SheffieldML / GPy

Gaussian processes framework in python
BSD 3-Clause "New" or "Revised" License
2.04k stars 562 forks source link

Uniform prior broken #639

Open cwlgadd opened 6 years ago

cwlgadd commented 6 years ago

Calling HMC with a Uniform prior gives the wrong results. A simple example showing the behaviour I experienced:

import GPy
import numpy as np
import matplotlib.pyplot as plt

if __name__ == '__main__':
    X = np.reshape(np.linspace(0,2*np.pi,100),(-1,1))
    Y = np.reshape(np.cos(X[:, 0]), (-1,1)) + 0.05*np.random.normal(size=(100,1))

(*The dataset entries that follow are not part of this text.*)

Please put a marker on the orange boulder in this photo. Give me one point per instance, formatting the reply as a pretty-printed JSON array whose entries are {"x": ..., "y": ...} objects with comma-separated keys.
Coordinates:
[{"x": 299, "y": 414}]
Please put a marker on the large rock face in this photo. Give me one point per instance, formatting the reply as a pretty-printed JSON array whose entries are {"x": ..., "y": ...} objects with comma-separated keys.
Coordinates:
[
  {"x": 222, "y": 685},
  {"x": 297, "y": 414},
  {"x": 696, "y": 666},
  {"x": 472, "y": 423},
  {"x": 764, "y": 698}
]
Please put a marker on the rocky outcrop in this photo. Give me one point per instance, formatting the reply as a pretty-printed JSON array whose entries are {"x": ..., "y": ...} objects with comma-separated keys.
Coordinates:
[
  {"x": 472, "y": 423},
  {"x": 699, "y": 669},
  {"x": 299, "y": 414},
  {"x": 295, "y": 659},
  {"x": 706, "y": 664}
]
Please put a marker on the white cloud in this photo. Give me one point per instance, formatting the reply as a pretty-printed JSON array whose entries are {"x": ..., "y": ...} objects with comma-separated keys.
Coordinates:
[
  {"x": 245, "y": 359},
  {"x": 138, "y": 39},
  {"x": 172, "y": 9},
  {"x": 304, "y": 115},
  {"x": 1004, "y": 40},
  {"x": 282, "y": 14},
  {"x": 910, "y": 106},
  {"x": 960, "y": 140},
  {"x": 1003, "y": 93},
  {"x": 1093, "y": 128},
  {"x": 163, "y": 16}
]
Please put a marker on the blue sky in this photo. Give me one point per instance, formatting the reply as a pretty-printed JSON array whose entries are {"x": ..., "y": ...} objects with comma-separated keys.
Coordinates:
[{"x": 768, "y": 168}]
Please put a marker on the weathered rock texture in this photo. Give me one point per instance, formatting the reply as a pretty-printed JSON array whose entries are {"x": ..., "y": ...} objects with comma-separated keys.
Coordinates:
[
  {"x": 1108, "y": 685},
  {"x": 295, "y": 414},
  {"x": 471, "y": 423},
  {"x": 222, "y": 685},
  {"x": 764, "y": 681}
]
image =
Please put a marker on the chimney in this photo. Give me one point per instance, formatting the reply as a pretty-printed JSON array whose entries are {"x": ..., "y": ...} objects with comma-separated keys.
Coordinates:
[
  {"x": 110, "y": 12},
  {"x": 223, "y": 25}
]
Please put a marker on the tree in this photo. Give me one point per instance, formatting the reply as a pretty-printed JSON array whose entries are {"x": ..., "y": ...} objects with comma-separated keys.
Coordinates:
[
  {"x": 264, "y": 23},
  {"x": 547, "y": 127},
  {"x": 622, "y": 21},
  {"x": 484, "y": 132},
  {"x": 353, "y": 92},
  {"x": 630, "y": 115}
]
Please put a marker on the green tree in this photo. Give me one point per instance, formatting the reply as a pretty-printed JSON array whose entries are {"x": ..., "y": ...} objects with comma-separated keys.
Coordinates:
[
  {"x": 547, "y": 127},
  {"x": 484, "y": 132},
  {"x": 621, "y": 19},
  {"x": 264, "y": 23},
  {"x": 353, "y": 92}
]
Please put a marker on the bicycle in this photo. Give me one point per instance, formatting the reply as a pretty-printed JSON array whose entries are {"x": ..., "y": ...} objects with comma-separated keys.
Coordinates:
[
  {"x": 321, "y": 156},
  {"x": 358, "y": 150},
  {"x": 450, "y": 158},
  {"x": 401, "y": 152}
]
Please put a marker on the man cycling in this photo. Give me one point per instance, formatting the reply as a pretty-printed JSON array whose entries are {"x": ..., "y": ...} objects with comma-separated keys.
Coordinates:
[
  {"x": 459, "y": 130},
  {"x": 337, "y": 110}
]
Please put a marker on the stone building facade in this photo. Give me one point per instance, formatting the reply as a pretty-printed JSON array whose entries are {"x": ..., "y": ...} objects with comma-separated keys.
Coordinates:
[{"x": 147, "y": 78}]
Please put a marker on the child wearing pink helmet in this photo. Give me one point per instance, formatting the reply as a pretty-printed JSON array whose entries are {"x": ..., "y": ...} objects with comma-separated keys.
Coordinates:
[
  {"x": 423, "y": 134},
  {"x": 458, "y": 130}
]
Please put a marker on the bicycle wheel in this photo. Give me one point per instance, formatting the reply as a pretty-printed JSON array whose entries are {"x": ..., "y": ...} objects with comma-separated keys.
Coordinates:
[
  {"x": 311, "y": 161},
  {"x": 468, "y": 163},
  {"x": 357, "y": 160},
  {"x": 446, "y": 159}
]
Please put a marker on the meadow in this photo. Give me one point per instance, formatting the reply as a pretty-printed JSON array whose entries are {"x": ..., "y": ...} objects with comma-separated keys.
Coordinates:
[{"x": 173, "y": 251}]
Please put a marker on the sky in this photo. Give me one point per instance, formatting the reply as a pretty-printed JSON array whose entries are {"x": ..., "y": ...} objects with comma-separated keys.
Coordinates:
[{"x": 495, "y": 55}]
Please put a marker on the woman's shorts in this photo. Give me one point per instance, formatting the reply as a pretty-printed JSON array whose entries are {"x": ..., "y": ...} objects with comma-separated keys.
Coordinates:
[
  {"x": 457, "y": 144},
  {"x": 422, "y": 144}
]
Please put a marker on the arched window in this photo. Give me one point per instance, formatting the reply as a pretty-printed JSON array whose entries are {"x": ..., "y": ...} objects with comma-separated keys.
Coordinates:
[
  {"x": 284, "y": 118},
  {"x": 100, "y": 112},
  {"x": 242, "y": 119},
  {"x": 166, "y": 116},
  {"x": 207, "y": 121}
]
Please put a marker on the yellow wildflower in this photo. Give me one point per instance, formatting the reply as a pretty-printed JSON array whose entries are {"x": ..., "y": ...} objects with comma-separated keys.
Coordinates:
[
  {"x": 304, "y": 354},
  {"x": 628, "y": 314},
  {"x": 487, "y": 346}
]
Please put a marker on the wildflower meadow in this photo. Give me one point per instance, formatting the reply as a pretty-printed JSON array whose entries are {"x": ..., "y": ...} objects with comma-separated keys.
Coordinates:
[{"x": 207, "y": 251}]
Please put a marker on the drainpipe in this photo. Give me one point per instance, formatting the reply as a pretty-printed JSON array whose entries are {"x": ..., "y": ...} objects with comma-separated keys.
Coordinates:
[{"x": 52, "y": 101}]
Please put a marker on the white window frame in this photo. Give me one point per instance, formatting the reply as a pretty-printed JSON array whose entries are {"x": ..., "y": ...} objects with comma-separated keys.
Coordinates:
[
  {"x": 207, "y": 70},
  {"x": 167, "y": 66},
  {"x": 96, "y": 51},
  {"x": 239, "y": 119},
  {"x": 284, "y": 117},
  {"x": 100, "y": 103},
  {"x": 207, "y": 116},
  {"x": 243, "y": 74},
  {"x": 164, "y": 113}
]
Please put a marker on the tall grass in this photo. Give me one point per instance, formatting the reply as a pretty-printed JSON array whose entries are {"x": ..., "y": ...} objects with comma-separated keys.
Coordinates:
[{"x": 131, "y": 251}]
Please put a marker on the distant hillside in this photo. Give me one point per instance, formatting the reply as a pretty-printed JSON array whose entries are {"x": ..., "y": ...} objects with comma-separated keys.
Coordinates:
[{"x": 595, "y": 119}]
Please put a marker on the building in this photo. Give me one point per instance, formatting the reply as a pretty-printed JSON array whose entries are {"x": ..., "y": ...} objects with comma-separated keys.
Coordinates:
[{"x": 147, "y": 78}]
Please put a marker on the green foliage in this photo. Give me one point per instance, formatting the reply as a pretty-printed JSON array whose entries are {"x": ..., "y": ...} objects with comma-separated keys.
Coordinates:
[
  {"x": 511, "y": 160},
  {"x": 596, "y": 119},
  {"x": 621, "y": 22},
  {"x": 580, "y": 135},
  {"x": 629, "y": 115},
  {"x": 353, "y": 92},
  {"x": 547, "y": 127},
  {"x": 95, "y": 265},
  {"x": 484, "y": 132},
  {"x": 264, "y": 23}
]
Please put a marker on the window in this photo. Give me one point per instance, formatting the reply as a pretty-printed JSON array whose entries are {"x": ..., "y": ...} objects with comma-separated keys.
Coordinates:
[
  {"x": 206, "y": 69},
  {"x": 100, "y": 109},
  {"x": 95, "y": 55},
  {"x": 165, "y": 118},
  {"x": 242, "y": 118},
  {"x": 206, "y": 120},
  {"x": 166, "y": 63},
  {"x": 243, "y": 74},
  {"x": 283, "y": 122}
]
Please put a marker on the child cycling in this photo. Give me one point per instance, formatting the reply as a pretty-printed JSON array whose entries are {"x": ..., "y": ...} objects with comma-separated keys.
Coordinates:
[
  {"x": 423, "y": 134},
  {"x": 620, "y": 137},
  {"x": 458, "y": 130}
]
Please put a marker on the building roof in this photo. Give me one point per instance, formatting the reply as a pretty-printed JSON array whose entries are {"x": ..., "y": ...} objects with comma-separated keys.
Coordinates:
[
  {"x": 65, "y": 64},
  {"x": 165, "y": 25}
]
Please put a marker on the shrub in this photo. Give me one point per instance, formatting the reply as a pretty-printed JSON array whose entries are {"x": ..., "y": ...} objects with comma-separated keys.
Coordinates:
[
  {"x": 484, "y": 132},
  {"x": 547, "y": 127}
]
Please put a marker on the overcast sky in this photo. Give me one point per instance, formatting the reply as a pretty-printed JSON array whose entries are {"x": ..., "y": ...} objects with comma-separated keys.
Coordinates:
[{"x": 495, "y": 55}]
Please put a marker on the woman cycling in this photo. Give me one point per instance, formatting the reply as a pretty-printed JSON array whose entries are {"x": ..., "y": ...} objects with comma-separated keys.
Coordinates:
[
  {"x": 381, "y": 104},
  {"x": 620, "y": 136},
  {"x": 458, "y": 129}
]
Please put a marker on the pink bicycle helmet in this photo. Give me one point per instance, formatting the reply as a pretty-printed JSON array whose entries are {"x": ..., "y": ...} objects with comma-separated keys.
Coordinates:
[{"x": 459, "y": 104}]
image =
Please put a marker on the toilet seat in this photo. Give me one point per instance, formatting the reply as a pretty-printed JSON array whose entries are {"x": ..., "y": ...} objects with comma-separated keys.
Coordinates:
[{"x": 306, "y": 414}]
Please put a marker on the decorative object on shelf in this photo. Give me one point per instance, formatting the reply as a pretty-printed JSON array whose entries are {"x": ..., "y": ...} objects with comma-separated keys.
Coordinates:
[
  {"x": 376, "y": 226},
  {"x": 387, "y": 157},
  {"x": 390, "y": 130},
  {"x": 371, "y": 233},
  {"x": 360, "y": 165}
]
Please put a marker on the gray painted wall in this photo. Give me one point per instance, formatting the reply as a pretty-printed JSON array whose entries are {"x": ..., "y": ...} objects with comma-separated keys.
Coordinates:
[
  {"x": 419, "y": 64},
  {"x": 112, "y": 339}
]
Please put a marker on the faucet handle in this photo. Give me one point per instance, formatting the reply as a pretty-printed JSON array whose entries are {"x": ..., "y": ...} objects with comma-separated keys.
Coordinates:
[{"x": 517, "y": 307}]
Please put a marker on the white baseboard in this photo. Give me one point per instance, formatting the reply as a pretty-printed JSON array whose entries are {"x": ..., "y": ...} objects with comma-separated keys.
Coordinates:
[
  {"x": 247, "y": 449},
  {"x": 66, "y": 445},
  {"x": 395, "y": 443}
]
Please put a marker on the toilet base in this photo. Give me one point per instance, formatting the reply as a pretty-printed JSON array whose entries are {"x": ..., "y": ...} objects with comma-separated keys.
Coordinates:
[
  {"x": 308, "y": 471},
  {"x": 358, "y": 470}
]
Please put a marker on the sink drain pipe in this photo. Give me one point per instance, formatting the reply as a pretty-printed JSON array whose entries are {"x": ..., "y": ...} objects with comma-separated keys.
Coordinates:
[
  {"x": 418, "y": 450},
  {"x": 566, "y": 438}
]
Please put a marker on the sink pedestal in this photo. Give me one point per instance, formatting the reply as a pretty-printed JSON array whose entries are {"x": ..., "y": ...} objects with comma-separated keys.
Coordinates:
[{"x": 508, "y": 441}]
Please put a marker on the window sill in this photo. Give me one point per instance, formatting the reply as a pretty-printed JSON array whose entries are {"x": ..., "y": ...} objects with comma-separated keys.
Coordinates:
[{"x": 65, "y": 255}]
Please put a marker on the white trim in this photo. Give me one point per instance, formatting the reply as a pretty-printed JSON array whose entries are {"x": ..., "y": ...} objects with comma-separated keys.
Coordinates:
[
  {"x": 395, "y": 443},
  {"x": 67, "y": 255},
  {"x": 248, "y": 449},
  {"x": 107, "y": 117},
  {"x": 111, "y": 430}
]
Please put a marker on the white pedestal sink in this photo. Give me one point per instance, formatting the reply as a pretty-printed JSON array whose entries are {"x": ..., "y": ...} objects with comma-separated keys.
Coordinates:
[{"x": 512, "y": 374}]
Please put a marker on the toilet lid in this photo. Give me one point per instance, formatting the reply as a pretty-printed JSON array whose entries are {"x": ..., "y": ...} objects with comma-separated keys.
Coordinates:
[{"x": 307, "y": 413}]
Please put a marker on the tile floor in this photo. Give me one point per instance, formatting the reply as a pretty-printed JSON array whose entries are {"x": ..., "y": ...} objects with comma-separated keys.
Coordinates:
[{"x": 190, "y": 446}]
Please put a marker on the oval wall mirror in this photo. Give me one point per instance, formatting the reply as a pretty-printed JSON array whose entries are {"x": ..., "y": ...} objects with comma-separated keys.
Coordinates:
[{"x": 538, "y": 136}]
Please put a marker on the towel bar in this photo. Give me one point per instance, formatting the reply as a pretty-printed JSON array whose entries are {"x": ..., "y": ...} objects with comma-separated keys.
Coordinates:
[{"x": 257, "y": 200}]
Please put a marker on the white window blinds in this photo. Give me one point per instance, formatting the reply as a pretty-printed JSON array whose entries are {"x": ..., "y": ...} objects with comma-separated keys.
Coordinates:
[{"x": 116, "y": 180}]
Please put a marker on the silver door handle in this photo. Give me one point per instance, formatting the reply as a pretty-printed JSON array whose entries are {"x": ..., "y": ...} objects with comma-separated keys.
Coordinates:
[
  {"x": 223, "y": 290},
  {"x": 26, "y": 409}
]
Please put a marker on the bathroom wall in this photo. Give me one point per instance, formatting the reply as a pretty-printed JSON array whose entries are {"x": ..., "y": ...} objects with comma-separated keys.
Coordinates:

    GPmodel = GPy.models.GPRegression(X,Y, kernel=GPy.kern.RBF(X.shape[1], ARD=True))
    prior = GPy.priors.Uniform(0,1)     #GPy.priors.Gamma(1, 1)

    for p in range(X.shape[1]):
        GPmodel.kern.lengthscale[[p]].set_prior(prior, warning=False)
        GPmodel.kern.lengthscale[[p]] = 0.5             # start within the prior's support
        print(GPmodel.kern.lengthscale)

    hmc = GPy.inference.mcmc.HMC(GPmodel, stepsize=5e-2)
    shmc = hmc.sample(num_samples=1000)
    print(shmc.shape)

    for i in range(shmc.shape[1]):
        plt.scatter(np.linspace(1,shmc.shape[0]-1, shmc.shape[0]), shmc[:,i])
        plt.show()

    plt.hist(prior.rvs(10000), bins=100, normed=True)
    plt.hist(shmc[:,1], bins=50, normed=True)
    plt.show()

This gives posterior samples outside the support of the prior, where there should be no density. In the plot, prior samples are in blue whilst posterior samples are in orange. I tried it with and without ARD and got the same results.

gpy_issue

I was using Python 3.6.1 and GPy version 1.9.2

cwlgadd commented 6 years ago

Also another bug, which is very likely the cause, is evident when plotting the prior:

import GPy
import matplotlib.pyplot as plt

if __name__ == '__main__':
    prior = GPy.priors.Uniform(0,1) 
    prior.plot()
    plt.show()

gpy_issue2

cwlgadd commented 6 years ago

The cause of the bug is:

    def lnpdf(self, x):
        region = (x >= self.lower) * (x <= self.upper)
        return region

where you assign log density within the bounds as 1 and outside as 0. This gives density e^1 within the bounds and and e^0 outside.